Celui-ci battit des paupières, voulut se rendormir, mais Servan le secoua :

 Allez, lève-toi, on va voir à la maison de l'autre jour.

Il ajouta, histoire d'emporter la décision :

 Si on fait rien, on claquera comme des pauvres cons.

L’autre émit une sorte de feulement, s’étira, considéra quelques instants son vis-à-vis, rejeta sa couverture et, sans avoir prononcé une parole, se disposa au départ.

La faim était si atroce qu’elle avait forgé en eux une indomptable volonté de tout tenter pour marauder n'importe quel aliment n'importe où et à n'importe quel prix.

Ils sortirent. Le froid était un peu moins vif et il ne neigeait plus.

 Ça va, fit Jason, c'est pas grand’chose, juste deux centimètres.

Leur projet, dont ils avaient si souvent débattu sans avoir le coeur à l’accomplir plus tôt, visait un chalet de villégiature qui appartenait à des touristes, à une demi-douzaine de kilomètres de là, et qui était situé sur un tertre, tout près de l'entrée de la forêt. Avec un peu de chance, il pouvait contenir quelques victuailles. Ce qui les tracassait, c'est qu'on ignorait s'il était occupé au moment des événements. Dans l'affirmative, comme il y avait lieu de le penser, la catastrophe étant survenue au tout début des fêtes de Pâques, alors les chances augmentaient que ses locataires eussent fait le plein de vivres. A cette question, déjà angoissante, s'en reliait une autre, celle de sa résistance à la dévastation Tout ou à peu près ayant été soufflé sur une superficie impossible à mesurer, elle n'était peut-être plus qu'un amas de décombres. Dans ce cas, la situation s’aggravait et ils n’auraient plus la force de mener à bien une nouvelle expédition, forcément plus lointaine.
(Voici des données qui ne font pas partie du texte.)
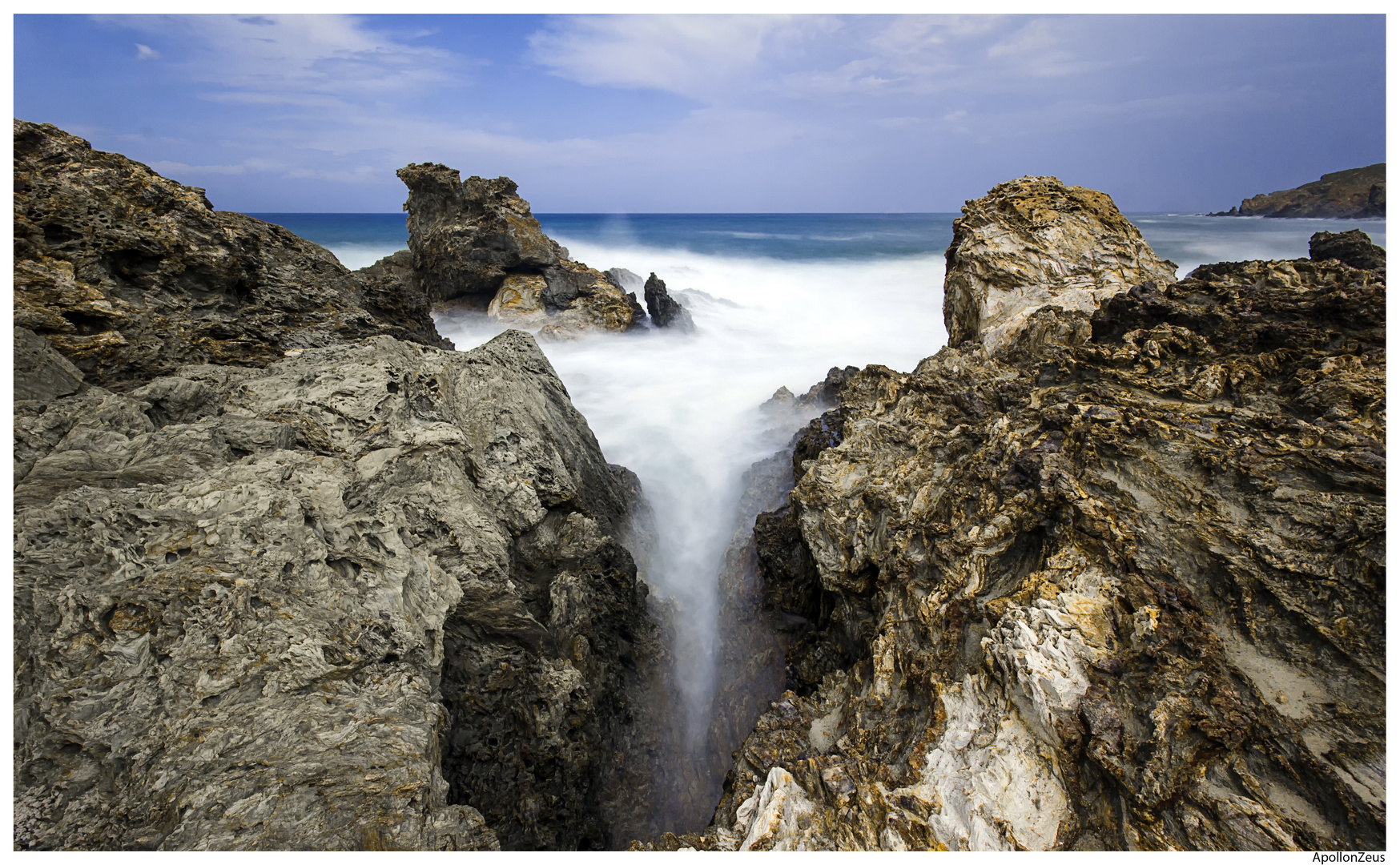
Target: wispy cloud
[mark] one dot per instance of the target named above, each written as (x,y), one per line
(707,103)
(279,55)
(688,55)
(178,170)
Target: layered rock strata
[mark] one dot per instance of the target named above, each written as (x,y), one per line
(1038,248)
(1343,195)
(1120,593)
(339,591)
(131,275)
(477,245)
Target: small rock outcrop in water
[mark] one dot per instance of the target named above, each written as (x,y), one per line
(1342,195)
(372,595)
(1122,593)
(475,243)
(1038,248)
(1351,248)
(666,312)
(131,275)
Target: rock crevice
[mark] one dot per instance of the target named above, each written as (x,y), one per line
(1122,591)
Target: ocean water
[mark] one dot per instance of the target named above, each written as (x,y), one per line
(778,300)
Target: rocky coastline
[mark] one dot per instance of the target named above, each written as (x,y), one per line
(292,573)
(1357,194)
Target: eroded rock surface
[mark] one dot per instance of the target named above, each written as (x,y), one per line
(131,275)
(477,245)
(1036,245)
(361,598)
(1351,248)
(1342,195)
(664,310)
(1124,593)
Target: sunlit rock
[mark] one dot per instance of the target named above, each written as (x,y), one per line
(1033,245)
(1117,585)
(477,245)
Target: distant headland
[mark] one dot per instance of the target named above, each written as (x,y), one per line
(1354,194)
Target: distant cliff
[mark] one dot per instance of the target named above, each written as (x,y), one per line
(1342,195)
(1105,573)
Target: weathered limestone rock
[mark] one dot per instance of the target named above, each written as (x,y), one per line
(1342,195)
(357,599)
(477,245)
(1115,593)
(131,275)
(1036,245)
(1351,248)
(666,311)
(39,371)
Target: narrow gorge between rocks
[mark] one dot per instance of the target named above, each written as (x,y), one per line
(767,563)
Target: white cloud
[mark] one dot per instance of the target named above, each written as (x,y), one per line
(690,55)
(297,55)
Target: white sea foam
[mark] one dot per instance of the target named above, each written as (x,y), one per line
(361,255)
(681,410)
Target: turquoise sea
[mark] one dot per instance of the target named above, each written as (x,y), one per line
(1189,239)
(778,301)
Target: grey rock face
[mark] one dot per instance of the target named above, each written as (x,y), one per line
(357,599)
(131,275)
(1351,248)
(1116,593)
(666,311)
(477,245)
(39,371)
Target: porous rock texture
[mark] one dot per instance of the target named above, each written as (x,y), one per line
(132,275)
(1036,245)
(477,245)
(338,591)
(1124,593)
(1351,248)
(1343,195)
(266,610)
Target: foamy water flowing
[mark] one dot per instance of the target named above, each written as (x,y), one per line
(682,410)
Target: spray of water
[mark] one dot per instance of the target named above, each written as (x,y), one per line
(681,410)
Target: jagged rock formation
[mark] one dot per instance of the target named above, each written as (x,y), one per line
(1124,593)
(627,282)
(664,310)
(1353,248)
(252,604)
(324,593)
(1036,247)
(475,243)
(1342,195)
(131,275)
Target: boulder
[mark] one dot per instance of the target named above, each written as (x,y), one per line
(39,371)
(131,275)
(304,608)
(1036,245)
(1351,248)
(477,245)
(1116,593)
(666,311)
(340,589)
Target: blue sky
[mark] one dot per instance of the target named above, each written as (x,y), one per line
(643,114)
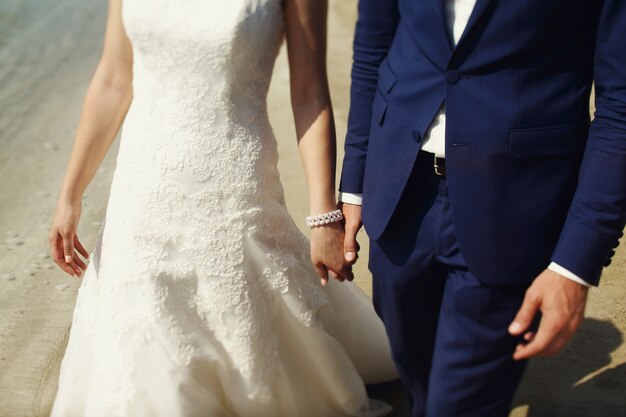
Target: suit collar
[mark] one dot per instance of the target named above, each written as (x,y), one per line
(480,9)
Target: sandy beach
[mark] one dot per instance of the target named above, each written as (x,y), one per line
(48,52)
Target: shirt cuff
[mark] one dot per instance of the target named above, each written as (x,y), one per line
(350,198)
(567,274)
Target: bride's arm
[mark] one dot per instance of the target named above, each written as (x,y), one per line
(104,108)
(313,114)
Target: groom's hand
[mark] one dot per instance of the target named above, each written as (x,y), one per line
(561,302)
(352,219)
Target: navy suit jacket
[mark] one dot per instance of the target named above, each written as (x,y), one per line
(531,178)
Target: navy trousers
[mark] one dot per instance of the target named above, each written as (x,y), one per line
(448,331)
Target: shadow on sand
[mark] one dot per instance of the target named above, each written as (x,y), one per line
(574,383)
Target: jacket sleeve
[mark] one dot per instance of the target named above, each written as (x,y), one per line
(598,212)
(375,30)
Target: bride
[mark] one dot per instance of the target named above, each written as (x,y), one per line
(200,298)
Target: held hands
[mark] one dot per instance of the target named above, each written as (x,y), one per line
(353,223)
(64,243)
(327,253)
(561,302)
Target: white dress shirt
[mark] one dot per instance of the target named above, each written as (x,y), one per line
(458,13)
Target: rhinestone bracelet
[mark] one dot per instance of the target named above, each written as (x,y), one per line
(325,218)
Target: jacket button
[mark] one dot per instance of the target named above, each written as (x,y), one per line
(453,76)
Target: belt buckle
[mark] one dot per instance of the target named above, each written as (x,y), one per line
(438,169)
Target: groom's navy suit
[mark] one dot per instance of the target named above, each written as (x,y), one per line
(530,179)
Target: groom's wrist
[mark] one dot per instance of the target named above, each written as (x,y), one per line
(351,198)
(554,267)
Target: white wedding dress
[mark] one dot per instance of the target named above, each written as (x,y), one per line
(200,299)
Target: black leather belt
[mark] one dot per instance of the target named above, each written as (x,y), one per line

Pour affronter la fraîcheur de l’aube, ils s’étaient couverts d’une toile de prélart dénichée dans la cabane. Vêtement rigide et incommode, mais qui les sauvait d’aller presque nus dans leurs hardes d’origine. Ces hardes, du reste, ne tenaient plus qu’à un fil : pantalons troués, chemises usées, pulls en lambeaux. Restaient les chaussures, qui avaient un peu mieux résisté. Servan chaussait même plutôt confortablement. Pour Jason, il avait rembourré les siennes de paille.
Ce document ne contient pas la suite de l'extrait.